C&S: The Excelsior Scholarship program, or Cuomo’s “free college plan,” is now getting some negative press. Why is that?
ZF: The Excelsior Scholarship program wound up being a bit different than what was first proposed with Bernie Sanders back in January. Free tuition is not all it’s cracked up to be when you start to really get into the details of what this is all about – for example, most students are part-time. A lot of them work. Room and board, meals, textbooks – these things all cost money. So it’s not always the tuition that’s the biggest nut to crack when you’re preparing to go to school. I think there’s no question that it’s a step in the right direction. It’s certainly hard to turn around and say this is a bad thing, or this isn’t going to help students. Of course it will! Will it help the number that had originally been promised, or people had been led to believe? It remains to be seen.
What was curious to me about all of this also was how willing the Republicans were to go along with it. It really hit their voters – I mean people whose households are making up to $125,000 a year, that’s the suburban voter. That’s the moderate Republican voter that everybody is fighting over in terms of these individual Senate races.

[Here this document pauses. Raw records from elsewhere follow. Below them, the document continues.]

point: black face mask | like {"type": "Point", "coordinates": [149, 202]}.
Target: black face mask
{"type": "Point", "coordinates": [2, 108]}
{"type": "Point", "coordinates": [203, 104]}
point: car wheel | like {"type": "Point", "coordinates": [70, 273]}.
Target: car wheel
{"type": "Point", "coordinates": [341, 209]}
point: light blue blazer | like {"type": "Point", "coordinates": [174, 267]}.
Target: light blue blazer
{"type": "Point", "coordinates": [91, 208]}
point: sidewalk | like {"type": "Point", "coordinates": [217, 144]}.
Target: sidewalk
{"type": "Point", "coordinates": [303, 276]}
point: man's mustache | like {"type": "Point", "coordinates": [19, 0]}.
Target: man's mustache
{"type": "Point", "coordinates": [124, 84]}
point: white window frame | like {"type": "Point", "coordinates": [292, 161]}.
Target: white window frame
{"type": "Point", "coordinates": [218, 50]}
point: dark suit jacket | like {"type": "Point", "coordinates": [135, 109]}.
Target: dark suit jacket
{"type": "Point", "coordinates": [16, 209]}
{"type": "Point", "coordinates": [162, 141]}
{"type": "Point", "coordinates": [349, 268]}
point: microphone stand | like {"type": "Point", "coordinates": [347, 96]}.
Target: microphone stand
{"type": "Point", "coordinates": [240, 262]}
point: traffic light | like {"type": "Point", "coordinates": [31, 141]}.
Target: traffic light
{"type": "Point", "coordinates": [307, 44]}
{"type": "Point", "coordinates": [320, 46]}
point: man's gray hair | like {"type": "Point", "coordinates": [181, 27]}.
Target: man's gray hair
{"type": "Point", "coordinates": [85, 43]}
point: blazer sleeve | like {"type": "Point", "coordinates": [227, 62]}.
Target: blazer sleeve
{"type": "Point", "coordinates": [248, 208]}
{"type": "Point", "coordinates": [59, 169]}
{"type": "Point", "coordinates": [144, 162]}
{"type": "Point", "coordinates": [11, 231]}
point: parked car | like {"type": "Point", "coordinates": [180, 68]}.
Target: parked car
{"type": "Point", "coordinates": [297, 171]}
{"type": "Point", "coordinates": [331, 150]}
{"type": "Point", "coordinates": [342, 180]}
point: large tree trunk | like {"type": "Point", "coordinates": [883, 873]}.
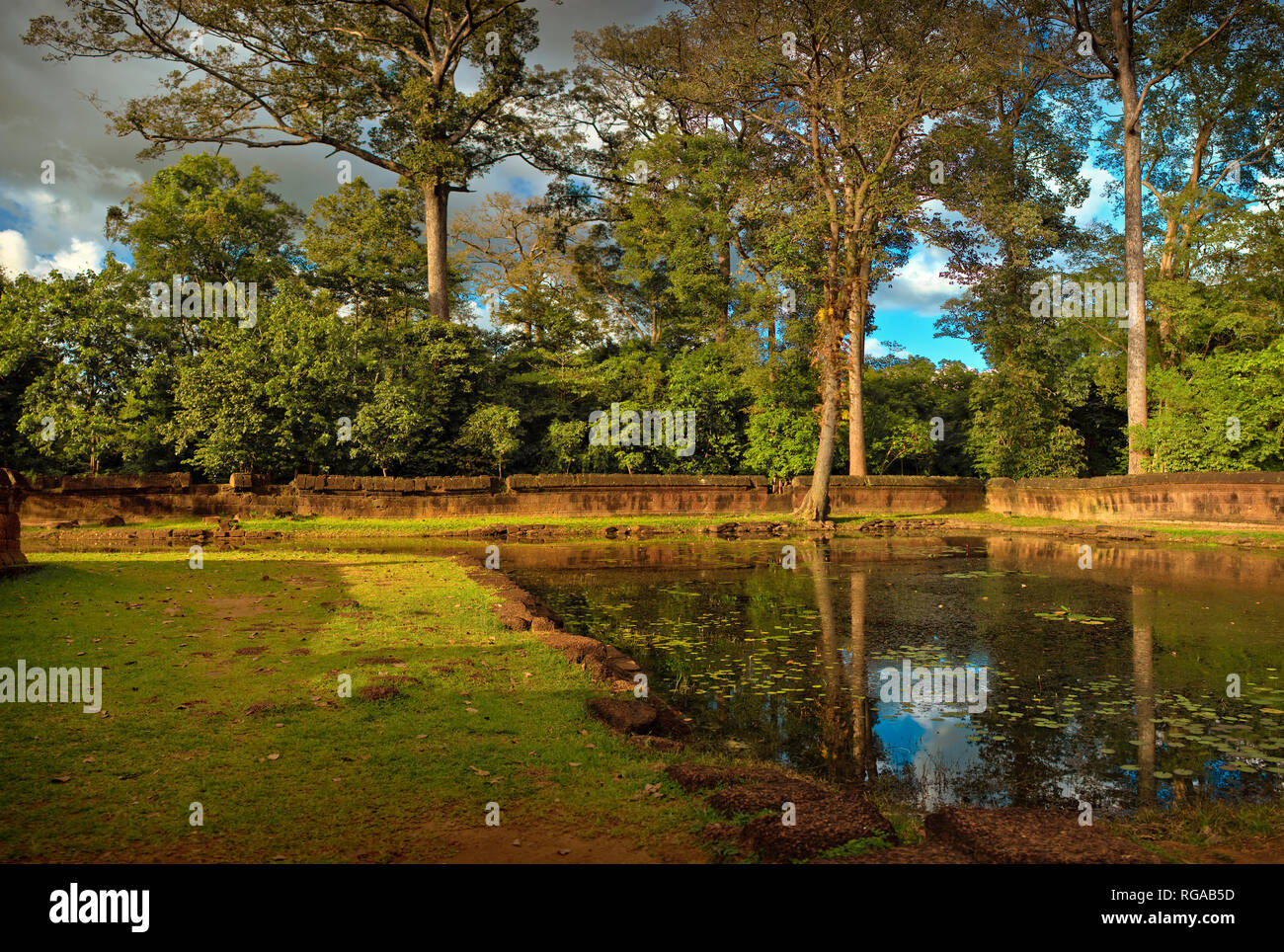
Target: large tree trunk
{"type": "Point", "coordinates": [856, 372]}
{"type": "Point", "coordinates": [1134, 252]}
{"type": "Point", "coordinates": [435, 234]}
{"type": "Point", "coordinates": [1166, 273]}
{"type": "Point", "coordinates": [816, 506]}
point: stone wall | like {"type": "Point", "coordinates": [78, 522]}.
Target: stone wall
{"type": "Point", "coordinates": [1202, 497]}
{"type": "Point", "coordinates": [12, 489]}
{"type": "Point", "coordinates": [1249, 498]}
{"type": "Point", "coordinates": [897, 496]}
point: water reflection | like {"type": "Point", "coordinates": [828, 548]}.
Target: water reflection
{"type": "Point", "coordinates": [1103, 688]}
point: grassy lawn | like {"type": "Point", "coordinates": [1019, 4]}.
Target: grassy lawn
{"type": "Point", "coordinates": [221, 688]}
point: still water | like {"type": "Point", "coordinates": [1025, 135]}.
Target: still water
{"type": "Point", "coordinates": [1150, 676]}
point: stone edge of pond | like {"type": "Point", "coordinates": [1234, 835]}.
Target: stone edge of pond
{"type": "Point", "coordinates": [647, 721]}
{"type": "Point", "coordinates": [753, 797]}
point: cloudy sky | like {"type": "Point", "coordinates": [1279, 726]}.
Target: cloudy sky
{"type": "Point", "coordinates": [47, 116]}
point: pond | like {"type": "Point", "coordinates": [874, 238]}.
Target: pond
{"type": "Point", "coordinates": [1112, 675]}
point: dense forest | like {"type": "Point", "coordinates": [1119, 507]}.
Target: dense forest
{"type": "Point", "coordinates": [727, 189]}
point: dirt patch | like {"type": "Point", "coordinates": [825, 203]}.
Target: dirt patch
{"type": "Point", "coordinates": [1022, 835]}
{"type": "Point", "coordinates": [547, 844]}
{"type": "Point", "coordinates": [377, 691]}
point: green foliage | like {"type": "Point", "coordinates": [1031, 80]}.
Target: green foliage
{"type": "Point", "coordinates": [491, 433]}
{"type": "Point", "coordinates": [1224, 412]}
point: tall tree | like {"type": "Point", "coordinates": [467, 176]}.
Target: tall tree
{"type": "Point", "coordinates": [846, 94]}
{"type": "Point", "coordinates": [1139, 45]}
{"type": "Point", "coordinates": [375, 80]}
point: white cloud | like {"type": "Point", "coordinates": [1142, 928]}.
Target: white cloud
{"type": "Point", "coordinates": [17, 257]}
{"type": "Point", "coordinates": [874, 348]}
{"type": "Point", "coordinates": [919, 286]}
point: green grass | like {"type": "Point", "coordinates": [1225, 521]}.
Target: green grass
{"type": "Point", "coordinates": [1208, 826]}
{"type": "Point", "coordinates": [491, 715]}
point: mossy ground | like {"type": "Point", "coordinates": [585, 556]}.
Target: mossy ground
{"type": "Point", "coordinates": [221, 688]}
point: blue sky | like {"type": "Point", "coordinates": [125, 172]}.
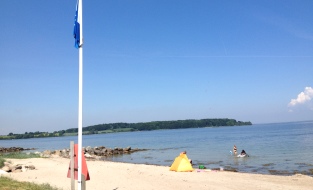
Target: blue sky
{"type": "Point", "coordinates": [152, 60]}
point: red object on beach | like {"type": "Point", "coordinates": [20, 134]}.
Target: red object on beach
{"type": "Point", "coordinates": [84, 165]}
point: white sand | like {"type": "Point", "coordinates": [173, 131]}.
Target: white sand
{"type": "Point", "coordinates": [123, 176]}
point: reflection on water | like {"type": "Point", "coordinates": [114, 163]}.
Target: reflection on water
{"type": "Point", "coordinates": [281, 148]}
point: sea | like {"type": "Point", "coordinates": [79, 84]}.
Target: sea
{"type": "Point", "coordinates": [275, 148]}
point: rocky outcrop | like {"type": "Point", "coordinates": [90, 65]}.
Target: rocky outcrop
{"type": "Point", "coordinates": [93, 153]}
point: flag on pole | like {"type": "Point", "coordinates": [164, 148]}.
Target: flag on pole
{"type": "Point", "coordinates": [77, 25]}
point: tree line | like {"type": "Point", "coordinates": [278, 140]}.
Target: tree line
{"type": "Point", "coordinates": [143, 126]}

C&S: Is this the most acrimonious you’ve seen the state Capitol since you’ve been reporting up there?
ZF: I think this was the worst I’ve ever seen, certainly since Gov. Cuomo gained power. It’s always contentious, it always comes together and falls apart a few times before it comes back together again, but this was by far the worst. Once they blew that deadline, there was just anger. Anger from the second floor, from Cuomo’s office. Members of the Legislature were furious – they felt as though they were being gamed on a number of issues, including Raise the Age. They felt like the governor wasn’t on their side about it, they felt like Jeff Klein of the IDC wasn’t on their side about it, they felt outnumbered. And there’s some lingering trust issues between the Assembly and Cuomo over the pay raise going back to last year.